Aku hanya mengangguk sambil tersenyum.
Sulitnya menahan tangis saat makan,
membuat mulutku tidak bisa mengunyah
dengan benar.
Tangan pun bergetar hebat, berusaha bersikap biasa tapi tidak bisa.
Rasanya begitu tertekan dengan keadaan,
di tambah lagi Umar yang terus memperhatikanku.
Dia ingin mencari tahu apa yang salah dengan wanita di hadapannya ini, tapi beruntungnya dia sama sekali tidak memaksaku untuk bercerita.
"Apa kamu tidak ingin tahu kenapa aku
bisa kembali ke sini?" Tanya Umar di
sela-sela makan, bersama si mbok juga di
sampingku.
"Kenapa?" Tanyaku pula.
"Ada bisnis yang mau kukembangkan, dan
temanku juga bekerja di bidang itu. Aku ke
ke sini karena ingin berbisnis dengannya.
Lagi pula di luar negeri tidak ada peluang
untukku berbisnis. Mungkin memang
bukan di sana rejekinya." Jawabnya.
"Kalau boleh tahu, bisnis apa itu?" Tanyaku.

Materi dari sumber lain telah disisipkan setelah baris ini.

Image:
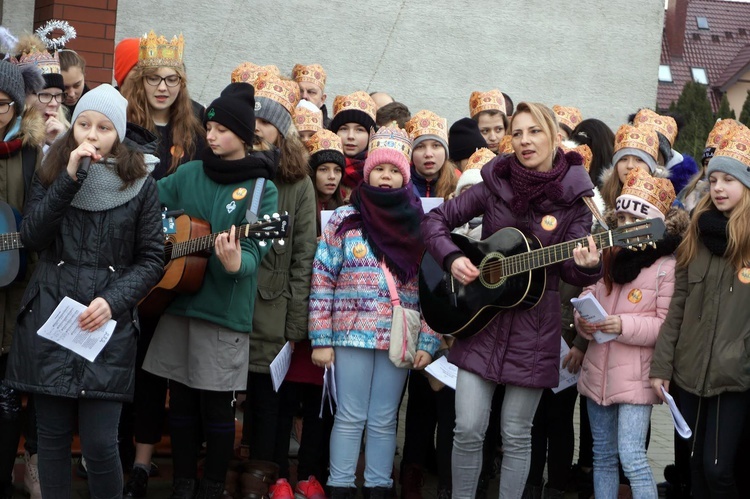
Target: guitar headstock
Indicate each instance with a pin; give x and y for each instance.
(270, 227)
(640, 234)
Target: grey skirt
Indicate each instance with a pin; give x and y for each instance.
(199, 354)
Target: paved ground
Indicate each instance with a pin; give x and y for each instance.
(659, 453)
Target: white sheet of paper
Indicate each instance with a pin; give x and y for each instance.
(679, 422)
(62, 328)
(429, 204)
(444, 371)
(566, 377)
(591, 310)
(329, 390)
(280, 365)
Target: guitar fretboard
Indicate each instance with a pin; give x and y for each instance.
(10, 241)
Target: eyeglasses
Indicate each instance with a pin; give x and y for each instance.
(170, 81)
(46, 98)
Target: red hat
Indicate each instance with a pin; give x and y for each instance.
(126, 57)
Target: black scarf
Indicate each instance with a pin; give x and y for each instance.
(262, 164)
(389, 219)
(712, 231)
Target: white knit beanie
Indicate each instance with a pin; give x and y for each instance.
(108, 101)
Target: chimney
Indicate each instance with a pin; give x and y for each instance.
(675, 26)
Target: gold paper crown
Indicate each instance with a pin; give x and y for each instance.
(480, 158)
(427, 123)
(285, 92)
(506, 145)
(656, 191)
(358, 101)
(313, 73)
(584, 151)
(721, 130)
(665, 125)
(568, 116)
(154, 51)
(642, 137)
(307, 120)
(486, 101)
(391, 137)
(247, 72)
(324, 140)
(736, 146)
(46, 62)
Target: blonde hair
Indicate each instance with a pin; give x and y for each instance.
(738, 232)
(543, 116)
(185, 126)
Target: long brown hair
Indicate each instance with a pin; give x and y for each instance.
(293, 165)
(129, 163)
(738, 232)
(185, 125)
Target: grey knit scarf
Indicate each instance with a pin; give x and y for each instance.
(102, 190)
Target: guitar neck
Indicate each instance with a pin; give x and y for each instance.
(204, 243)
(10, 241)
(550, 255)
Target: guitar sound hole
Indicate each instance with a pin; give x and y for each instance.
(492, 271)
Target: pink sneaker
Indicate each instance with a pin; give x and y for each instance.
(281, 490)
(309, 489)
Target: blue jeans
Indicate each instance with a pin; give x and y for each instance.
(369, 389)
(620, 429)
(473, 401)
(97, 427)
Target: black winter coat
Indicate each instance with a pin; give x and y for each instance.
(115, 254)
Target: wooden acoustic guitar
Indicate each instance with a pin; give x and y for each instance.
(12, 260)
(511, 274)
(186, 255)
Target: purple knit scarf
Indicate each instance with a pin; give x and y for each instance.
(530, 186)
(389, 219)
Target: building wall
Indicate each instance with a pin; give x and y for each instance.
(599, 56)
(737, 93)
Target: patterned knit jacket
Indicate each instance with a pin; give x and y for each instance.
(349, 301)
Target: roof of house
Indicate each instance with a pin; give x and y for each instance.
(723, 49)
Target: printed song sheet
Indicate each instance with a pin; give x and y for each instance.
(62, 328)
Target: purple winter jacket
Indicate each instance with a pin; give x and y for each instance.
(519, 347)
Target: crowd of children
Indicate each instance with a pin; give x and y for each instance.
(89, 173)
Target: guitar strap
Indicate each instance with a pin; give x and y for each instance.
(253, 202)
(595, 211)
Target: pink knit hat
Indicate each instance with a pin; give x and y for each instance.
(389, 145)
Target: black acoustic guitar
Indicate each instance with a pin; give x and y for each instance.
(511, 274)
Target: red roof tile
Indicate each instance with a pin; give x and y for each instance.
(720, 50)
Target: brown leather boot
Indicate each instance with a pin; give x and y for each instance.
(256, 477)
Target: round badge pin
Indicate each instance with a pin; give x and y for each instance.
(549, 223)
(635, 295)
(359, 250)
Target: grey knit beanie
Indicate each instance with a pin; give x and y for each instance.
(11, 82)
(274, 113)
(108, 101)
(731, 166)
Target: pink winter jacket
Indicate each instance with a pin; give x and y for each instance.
(617, 372)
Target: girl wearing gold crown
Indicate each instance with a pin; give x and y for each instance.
(635, 291)
(702, 349)
(537, 190)
(365, 245)
(433, 174)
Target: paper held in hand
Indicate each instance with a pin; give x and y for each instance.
(591, 310)
(62, 328)
(679, 422)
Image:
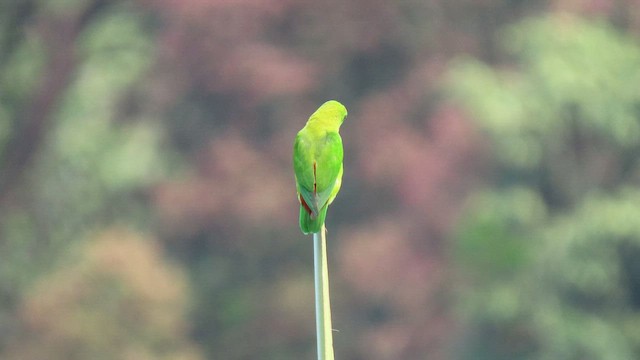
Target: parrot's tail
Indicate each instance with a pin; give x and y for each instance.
(310, 225)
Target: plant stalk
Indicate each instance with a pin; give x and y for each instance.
(323, 302)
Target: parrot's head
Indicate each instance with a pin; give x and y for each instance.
(332, 112)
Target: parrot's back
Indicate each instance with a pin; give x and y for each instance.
(317, 162)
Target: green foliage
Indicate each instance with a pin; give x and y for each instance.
(564, 122)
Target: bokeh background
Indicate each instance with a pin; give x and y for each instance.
(490, 207)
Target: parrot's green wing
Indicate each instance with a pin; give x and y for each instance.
(317, 162)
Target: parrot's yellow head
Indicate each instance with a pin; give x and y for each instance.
(330, 114)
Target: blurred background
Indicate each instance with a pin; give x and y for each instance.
(490, 206)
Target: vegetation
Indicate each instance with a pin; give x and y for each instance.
(489, 205)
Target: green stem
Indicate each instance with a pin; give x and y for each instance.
(323, 304)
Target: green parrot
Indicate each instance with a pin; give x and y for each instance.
(317, 164)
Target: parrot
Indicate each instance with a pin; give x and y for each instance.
(317, 164)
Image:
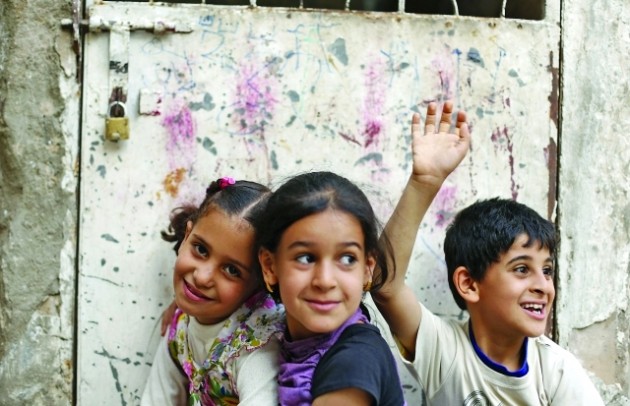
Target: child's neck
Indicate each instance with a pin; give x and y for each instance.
(505, 356)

"Investasi di bidang perhotelan. Aku sudah
hampir tiga bulan di sini, dan ... aku
juga sempat bertemu dengan Azka di
sekolah. Maaf, tapi waktu itu benar-benar
tidak sengaja." Ucapnya jujur.
"Iya, Azka juga pernah cerita. Tapi kamu
sepertinya sengaja menghindar, kenapa?" Tanyaku.
"Aku hanya tidak ingin kembali lagi ikut
campur dengan kehidupanmu, apa lagi
setelah mendengar apa yang terjadi pada
kedua mertuamu dalam kecelakaan
pesawat itu. Aku ... sungguh menyesal." Ucapnya.
"Ah, tak apa. Aku mengerti."
"Kalau boleh tahu, Mas ini siapa? Kok bisa
datang berdua sama Bu Arumi?" Tanya si mbok pula dengan logat jawa yang begitu kental.
"Saya sahabatnya Rumi, Mbok." Jawaban Umar membuatku terenyuh seketika.